# להסתובב



## dukaine

A guy is swindled out of millions by a diamond jeweler that he was formerly partners with.  The cop asks him why he didn't file suit.  He replies:

יהלומנים לא מסתובבים בבתי משפט. 

I understand lehistovev to mean "to turn" or "to rotate".  I don't get what it means in this sentence.


----------



## arielipi

it can also mean to hang around...  ; actually you misunderstood! lehistovev is to hang around, lesovev is to turn (something),to rotate.


----------



## dukaine

arielipi said:


> it can also mean to hang around...  ; actually you misunderstood! lehistovev is to hang around, lesovev is turn (something),to rotate.

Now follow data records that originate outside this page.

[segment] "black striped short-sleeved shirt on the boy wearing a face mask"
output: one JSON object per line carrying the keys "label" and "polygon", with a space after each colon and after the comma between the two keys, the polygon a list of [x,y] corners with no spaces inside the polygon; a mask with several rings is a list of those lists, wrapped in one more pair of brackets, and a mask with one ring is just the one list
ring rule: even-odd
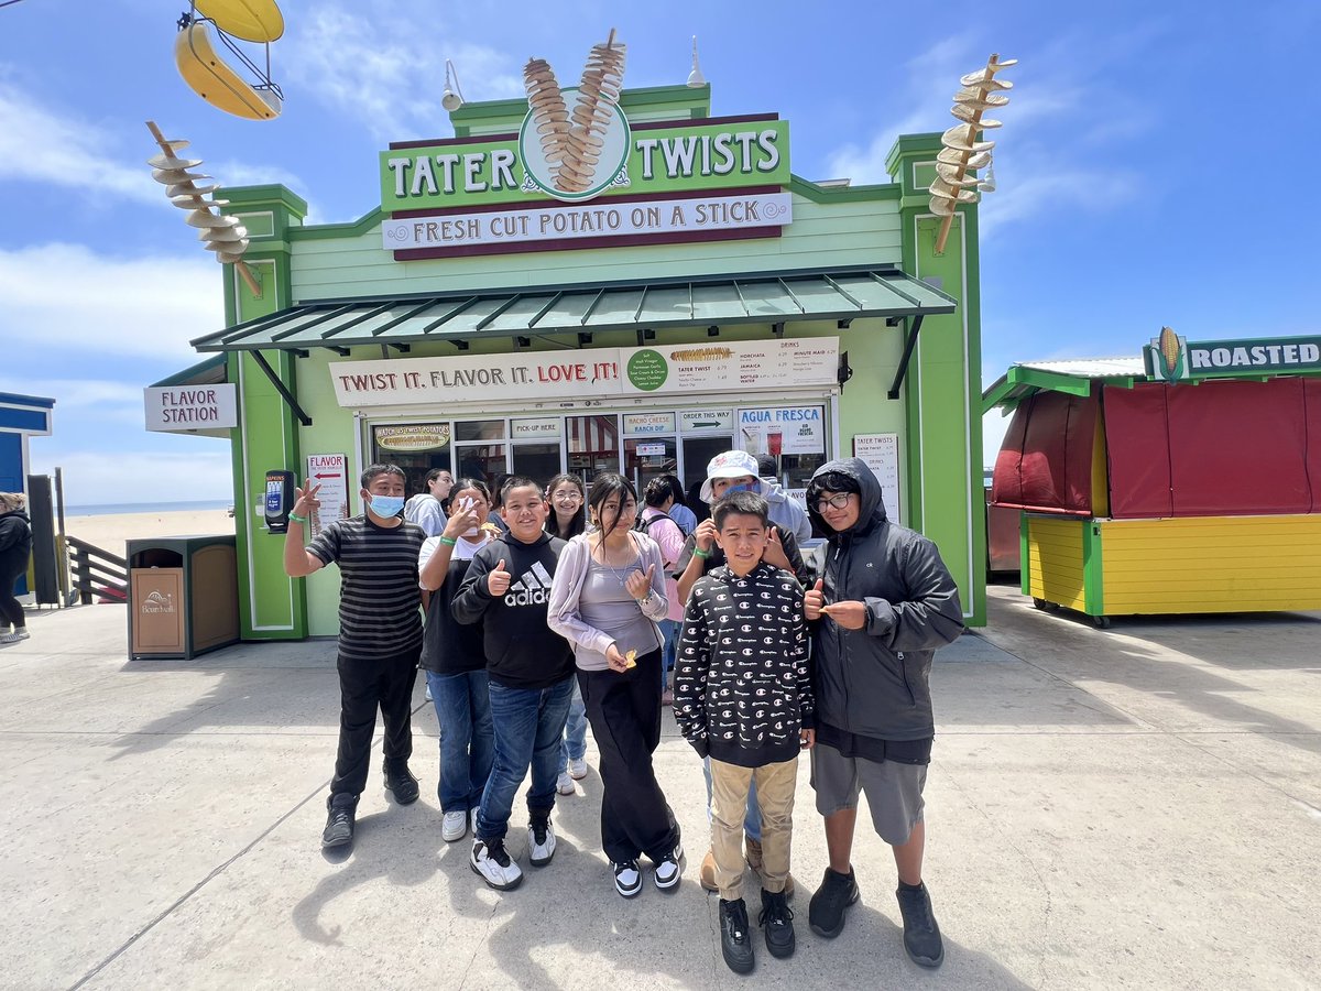
{"label": "black striped short-sleeved shirt on the boy wearing a face mask", "polygon": [[339,655],[378,661],[421,647],[417,554],[427,534],[413,523],[382,527],[366,514],[339,519],[308,544],[339,566]]}

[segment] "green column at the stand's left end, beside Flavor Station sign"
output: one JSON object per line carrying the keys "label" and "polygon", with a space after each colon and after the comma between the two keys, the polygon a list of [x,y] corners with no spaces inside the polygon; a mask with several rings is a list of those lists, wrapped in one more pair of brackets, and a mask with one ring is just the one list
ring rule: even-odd
{"label": "green column at the stand's left end, beside Flavor Station sign", "polygon": [[[227,326],[275,313],[293,304],[289,281],[289,231],[297,230],[308,205],[284,186],[226,189],[230,213],[248,230],[244,255],[260,295],[252,293],[234,266],[225,266]],[[297,395],[296,359],[263,351],[284,386]],[[301,470],[299,422],[266,373],[248,354],[229,355],[229,378],[238,385],[239,425],[231,432],[234,522],[239,548],[239,621],[243,640],[303,640],[308,636],[304,581],[284,573],[284,535],[267,531],[262,519],[266,472]],[[248,429],[260,424],[260,429]]]}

I was reading the caption and that was what was there. It was actually conjugated as מסתובבים.  When i looked it up with this spelling, "turn, rotate" was what came up.  I checked three places.  Maybe a typo on the caption?


----------



## arielipi

mistovevim can be both, almost all binyanim are both, itsone of those cases where you need to know by the context i guess...


----------



## dukaine

"To hang out" makes sense in this case.  It was a mafia deal that went wrong; I wouldn't hang out in court, either, if I were the mob.


----------



## Ali Smith

Shalom, is להסתובב lehistovev, meaning “to turn (intransitive)”, from hitpa’el? What are the root letters?

Thanks!


----------



## Drink

Ali Smith said:


> Shalom, is להסתובב lehistovev, meaning “to turn (intransitive)”, from hitpa’el? What are the root letters?
> 
> Thanks!



It's hitpolel. The root is סבב.


----------



## Ali Smith

That’s weird because להתכונן is from the same conjugation (להתפולל), but everyone says it’s root letters are k-w-n, not k-n-n!


----------



## Drink

As I said to you last time you asked this question:



> Yes. The hitpolel binyan is usually used for hollow roots, and it doubles the last root letter. *Often it is used for geminate roots as well, in which case the last two root letters are already double.* Sometimes other weird things happen like with התרוקן.



סבב is exactly the sort of "geminate root" I was talking about.


----------